Finding myself frustrated after six years of unemployment, I was at the temp agency in town doing my paperwork for a prospective job. They needed my North Carolina birth certificate, so I went home to look for it, instead, I found myself staring at my daddy’s refugee papers. Here, I found my beginning: a grass green Promissory Note issued to my daddy for $640. I stopped and I began to weep. I had the typical American childhood filled with my Uncle dressing up like Santa Claus, yes, Santa is Hmong. Birthday parties with the pointy hats and echoes of close your eyes and make a wish now. Everyone knows how challenging school can be but I beat the statistical odds and graduated as a Patriot with Honors and AIG from Freedom High School. I ended up as a Demon Deacon for Wake Forest University and by the time I managed to graduate in 2010, both my parents had lost their jobs at Southern Devices-Leviton and Capri Industries.
If I could encompass the hurt in my heart for the heavy weight that I feel for not being able to find a steady career into words, all I could muster would be Dr. King’s words, “In a sense we’ve come to our nation’s capital to cash a check. When the architects of our republic wrote the magnificent words of the Constitution and the Declaration of Independence, they were signing a promissory note to which every American was to fall heir. This note was a promise that all men, yes, black men as well as white men, would be guaranteed the unalienable rights of life, liberty, and the pursuit of happiness. It is obvious today that America has defaulted on this promissory note insofar as her citizens of color are concerned.”
I’m still waiting for my check to bounce.
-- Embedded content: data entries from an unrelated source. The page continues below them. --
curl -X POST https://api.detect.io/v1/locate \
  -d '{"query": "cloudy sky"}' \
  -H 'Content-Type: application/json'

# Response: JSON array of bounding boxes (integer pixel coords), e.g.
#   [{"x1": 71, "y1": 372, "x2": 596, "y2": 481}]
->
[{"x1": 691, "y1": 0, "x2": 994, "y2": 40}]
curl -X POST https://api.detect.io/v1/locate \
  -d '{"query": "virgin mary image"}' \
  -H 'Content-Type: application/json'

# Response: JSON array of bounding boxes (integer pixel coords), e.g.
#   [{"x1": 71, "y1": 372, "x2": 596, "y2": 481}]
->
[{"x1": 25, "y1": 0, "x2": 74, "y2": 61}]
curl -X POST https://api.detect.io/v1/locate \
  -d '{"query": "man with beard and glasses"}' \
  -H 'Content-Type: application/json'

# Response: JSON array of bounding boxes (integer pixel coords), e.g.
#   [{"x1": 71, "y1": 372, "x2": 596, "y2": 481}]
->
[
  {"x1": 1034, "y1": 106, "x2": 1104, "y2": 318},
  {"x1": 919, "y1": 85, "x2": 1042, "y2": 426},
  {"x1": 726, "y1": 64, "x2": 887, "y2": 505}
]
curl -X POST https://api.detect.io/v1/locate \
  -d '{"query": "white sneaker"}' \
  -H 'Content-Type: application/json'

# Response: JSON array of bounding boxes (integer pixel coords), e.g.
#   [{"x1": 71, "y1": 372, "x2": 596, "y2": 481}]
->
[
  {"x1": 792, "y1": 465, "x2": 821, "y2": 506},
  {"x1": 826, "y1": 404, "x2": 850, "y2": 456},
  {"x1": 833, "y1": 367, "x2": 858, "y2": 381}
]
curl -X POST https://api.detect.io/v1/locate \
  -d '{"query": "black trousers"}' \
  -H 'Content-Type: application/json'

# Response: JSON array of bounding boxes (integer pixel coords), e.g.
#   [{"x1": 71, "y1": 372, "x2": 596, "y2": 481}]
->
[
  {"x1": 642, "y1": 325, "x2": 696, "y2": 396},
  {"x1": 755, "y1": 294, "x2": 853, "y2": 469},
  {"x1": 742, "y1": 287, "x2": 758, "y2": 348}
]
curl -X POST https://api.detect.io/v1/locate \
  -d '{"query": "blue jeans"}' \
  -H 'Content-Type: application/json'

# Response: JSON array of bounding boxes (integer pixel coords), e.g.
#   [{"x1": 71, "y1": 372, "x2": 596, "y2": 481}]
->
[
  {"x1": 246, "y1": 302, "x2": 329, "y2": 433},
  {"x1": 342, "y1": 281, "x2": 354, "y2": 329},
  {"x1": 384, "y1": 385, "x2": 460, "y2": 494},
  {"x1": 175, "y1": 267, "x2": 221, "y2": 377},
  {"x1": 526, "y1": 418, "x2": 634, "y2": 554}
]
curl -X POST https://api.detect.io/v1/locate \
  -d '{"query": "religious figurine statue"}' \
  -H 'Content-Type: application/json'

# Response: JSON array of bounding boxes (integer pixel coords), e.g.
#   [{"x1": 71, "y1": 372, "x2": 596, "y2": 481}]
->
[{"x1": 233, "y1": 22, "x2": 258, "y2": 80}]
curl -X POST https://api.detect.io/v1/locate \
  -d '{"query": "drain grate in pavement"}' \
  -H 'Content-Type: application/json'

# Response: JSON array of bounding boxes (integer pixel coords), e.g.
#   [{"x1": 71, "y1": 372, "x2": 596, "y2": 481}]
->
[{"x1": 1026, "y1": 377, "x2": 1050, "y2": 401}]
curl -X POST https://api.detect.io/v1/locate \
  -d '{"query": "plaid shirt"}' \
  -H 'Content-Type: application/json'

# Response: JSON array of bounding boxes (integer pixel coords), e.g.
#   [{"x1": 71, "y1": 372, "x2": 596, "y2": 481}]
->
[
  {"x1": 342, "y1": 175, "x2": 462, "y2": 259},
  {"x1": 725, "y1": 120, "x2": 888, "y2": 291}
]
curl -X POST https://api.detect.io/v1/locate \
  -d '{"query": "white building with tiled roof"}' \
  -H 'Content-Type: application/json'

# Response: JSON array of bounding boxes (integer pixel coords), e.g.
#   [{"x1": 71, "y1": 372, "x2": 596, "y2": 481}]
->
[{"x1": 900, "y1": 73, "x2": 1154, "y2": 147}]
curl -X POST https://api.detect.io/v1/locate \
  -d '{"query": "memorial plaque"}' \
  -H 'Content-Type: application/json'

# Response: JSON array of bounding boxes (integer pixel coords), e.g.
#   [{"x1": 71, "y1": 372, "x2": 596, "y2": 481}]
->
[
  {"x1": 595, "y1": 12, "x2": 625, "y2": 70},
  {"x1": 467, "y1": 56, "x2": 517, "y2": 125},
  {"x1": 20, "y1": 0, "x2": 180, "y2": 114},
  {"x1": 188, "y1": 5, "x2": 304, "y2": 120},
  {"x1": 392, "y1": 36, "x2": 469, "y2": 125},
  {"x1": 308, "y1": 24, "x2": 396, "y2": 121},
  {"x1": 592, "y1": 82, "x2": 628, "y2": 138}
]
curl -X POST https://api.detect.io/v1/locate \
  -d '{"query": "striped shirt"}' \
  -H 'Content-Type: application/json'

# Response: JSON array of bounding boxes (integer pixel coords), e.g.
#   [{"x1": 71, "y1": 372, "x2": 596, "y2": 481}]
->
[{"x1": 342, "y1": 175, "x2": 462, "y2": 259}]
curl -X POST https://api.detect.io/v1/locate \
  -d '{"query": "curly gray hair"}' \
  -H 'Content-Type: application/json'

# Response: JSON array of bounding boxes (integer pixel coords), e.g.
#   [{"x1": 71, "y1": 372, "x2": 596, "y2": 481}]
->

I rather wish I was in a boxing match because at least I’d know who my opponent would be (Cinderella Man). How could I articulate the echoes of Dr. King’s words on that day because I am still paying that Promissory Note for my father. A poor Hmong village boy who was left with nothing but a musket rifle his father used to hunt when America decided to pull out of Southeast Asia.
My mother and I don’t know how to look each other in the face sometimes and express the dismay in our hearts because we don’t know how to do anything but cling to one another. How can you possibly know what you just don’t know? Please heed me in this turbulent climate of powerlessness the only thing I’ve been able to turn to has been writing my once broken grammar into my broken hearted thoughts of saying, “I don’t know this country, though I speak the language, no one understands my English or what I mean.”
As I write this story, I’m still unemployed with a stack of student debt accruing interest. My language is not of war but of survival now. What must I do to get a decent job?